The method comprises the steps of training a plurality of word2vec models by obtaining different corpora as a training set; and obtaining candidate words corresponding to the target word unit through each trained word2vec model to form a candidate set. Thus, a target word unit has a plurality of candidate sets, and candidate words in each candidate set may be the same or different. Multiple word2vec models trained on different corpuses guarantee the comprehensiveness of the candidate words.
When each word2vec model obtains a candidate set of a target word unit, firstly inputting the target word unit into a trained word2vec model to obtain a word vector of the target word unit output by the word2vec model; acquiring candidate word vectors with the similarity between the word vectors and the target word unit smaller than a threshold value; and converting the candidate word vectors into corresponding candidate words to form a candidate set.
In a mode of sequencing candidate words in a candidate set, a weighted sequencing mode is adopted, and a candidate set output by each word2vec model is obtained; determining the total weight of the candidate words according to the preset weight of the candidate words and the arrangement positions of the candidate words in each candidate set; and sorting the candidate words in each candidate set according to the total weight of the candidate words. Therefore, the candidate words output by different word2vec models are sorted according to the synonymy recognition accuracy between the candidate words and the target word unit, and the synonymy recognition accuracy of the target word unit is improved.

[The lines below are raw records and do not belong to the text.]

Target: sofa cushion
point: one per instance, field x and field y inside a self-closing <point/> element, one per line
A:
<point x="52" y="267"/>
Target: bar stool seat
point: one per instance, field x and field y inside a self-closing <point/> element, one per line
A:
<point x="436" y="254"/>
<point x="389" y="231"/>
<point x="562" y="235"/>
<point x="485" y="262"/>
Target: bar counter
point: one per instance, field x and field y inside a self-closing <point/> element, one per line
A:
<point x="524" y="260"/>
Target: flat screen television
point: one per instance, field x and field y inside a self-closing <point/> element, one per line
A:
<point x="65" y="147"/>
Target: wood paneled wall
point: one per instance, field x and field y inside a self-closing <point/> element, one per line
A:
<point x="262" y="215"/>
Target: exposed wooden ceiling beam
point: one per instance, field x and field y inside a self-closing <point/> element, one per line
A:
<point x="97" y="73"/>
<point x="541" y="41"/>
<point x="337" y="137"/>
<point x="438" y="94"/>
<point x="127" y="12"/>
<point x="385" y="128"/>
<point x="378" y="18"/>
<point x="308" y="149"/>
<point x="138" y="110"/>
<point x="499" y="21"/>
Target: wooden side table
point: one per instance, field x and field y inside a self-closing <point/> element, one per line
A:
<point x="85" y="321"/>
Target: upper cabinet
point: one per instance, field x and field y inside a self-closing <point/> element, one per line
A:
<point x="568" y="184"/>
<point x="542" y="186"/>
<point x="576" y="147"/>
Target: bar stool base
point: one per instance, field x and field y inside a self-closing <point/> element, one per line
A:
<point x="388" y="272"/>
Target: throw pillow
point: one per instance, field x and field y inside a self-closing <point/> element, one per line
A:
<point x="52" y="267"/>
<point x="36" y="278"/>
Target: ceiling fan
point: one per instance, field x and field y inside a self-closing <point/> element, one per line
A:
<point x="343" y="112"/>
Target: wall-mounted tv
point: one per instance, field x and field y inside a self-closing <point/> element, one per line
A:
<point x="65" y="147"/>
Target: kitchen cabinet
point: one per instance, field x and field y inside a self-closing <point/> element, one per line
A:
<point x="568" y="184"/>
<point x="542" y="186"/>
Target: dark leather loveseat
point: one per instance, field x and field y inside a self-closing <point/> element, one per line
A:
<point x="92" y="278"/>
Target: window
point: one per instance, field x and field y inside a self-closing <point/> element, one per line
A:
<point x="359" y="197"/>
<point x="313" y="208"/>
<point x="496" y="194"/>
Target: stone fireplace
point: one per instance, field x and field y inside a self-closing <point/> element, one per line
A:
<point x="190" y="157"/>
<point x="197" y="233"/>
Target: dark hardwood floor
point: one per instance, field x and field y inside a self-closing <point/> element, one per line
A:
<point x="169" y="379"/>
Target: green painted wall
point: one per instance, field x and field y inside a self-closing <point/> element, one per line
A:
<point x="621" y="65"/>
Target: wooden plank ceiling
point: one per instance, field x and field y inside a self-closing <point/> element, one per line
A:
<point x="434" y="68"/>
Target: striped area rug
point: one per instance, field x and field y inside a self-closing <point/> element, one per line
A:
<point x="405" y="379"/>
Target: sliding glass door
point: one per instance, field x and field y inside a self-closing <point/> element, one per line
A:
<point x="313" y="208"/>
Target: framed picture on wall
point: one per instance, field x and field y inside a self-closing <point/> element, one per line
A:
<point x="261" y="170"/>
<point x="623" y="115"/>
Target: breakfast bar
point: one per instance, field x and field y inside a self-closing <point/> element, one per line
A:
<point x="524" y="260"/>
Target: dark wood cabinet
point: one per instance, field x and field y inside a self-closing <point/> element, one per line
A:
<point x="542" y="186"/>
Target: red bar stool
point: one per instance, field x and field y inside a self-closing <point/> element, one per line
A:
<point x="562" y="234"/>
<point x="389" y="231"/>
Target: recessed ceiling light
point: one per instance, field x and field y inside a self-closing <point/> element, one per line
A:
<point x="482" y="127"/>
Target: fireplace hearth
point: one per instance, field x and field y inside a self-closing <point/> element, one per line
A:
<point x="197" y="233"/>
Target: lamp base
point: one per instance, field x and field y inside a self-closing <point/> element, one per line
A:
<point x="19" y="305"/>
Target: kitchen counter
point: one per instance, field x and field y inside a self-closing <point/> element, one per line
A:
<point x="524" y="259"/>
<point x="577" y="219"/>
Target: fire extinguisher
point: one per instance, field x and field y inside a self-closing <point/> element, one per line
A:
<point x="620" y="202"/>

In a case of segmenting an input text, the input text is segmented into only one word unit, and the only one word unit is used as a target word unit. Filtering out target words meeting the conditions from the comprehensive ordering candidate set according to preset word length, preset part of speech and preset word frequency; and then prompting the target words according to the sequence of the target words in the comprehensive sequencing candidate set.
In another segmentation condition of the input text, the input text is segmented into at least two word units, and one of the at least two word units is selected as a target word unit according to the part of speech and/or the word frequency. Acquiring candidate words N before the total weight in the comprehensive sorting candidate set; merging other word units segmented from the input text with the candidate words N before the total weight to obtain N candidate texts; sorting the candidate texts according to the historical occurrence frequency of the candidate texts; and finally prompting the candidate texts according to the sequence of the candidate texts.
In order that the objects, technical solutions and advantages of the present invention will become more apparent, the present invention will be further described in detail with reference to the accompanying drawings in conjunction with the following specific embodiments.
In describing particular embodiments, specific details of structures, properties, effects, or other features are set forth in order to provide a thorough understanding of the embodiments by one skilled in the art. However, it is not excluded that a person skilled in the art may implement the invention in a specific case without the above-described structures, performances, effects or other features.
The flow chart in the drawings is only an exemplary flow demonstration, and does not represent that all the contents, operations and steps in the flow chart are necessarily included in the scheme of the invention, nor does it represent that the execution is necessarily performed in the order shown in the drawings. For example, some operations/steps in the flowcharts may be divided, some operations/steps may be combined or partially combined, and the like, and the execution order shown in the flowcharts may be changed according to actual situations without departing from the gist of the present invention.
The block diagrams in the figures generally represent functional entities and do not necessarily correspond to physically separate entities. I.e. these functional entities may be implemented in the form of software, or in one or more hardware modules or integrated circuits, or in different network and/or processing unit devices and/or microcontroller devices.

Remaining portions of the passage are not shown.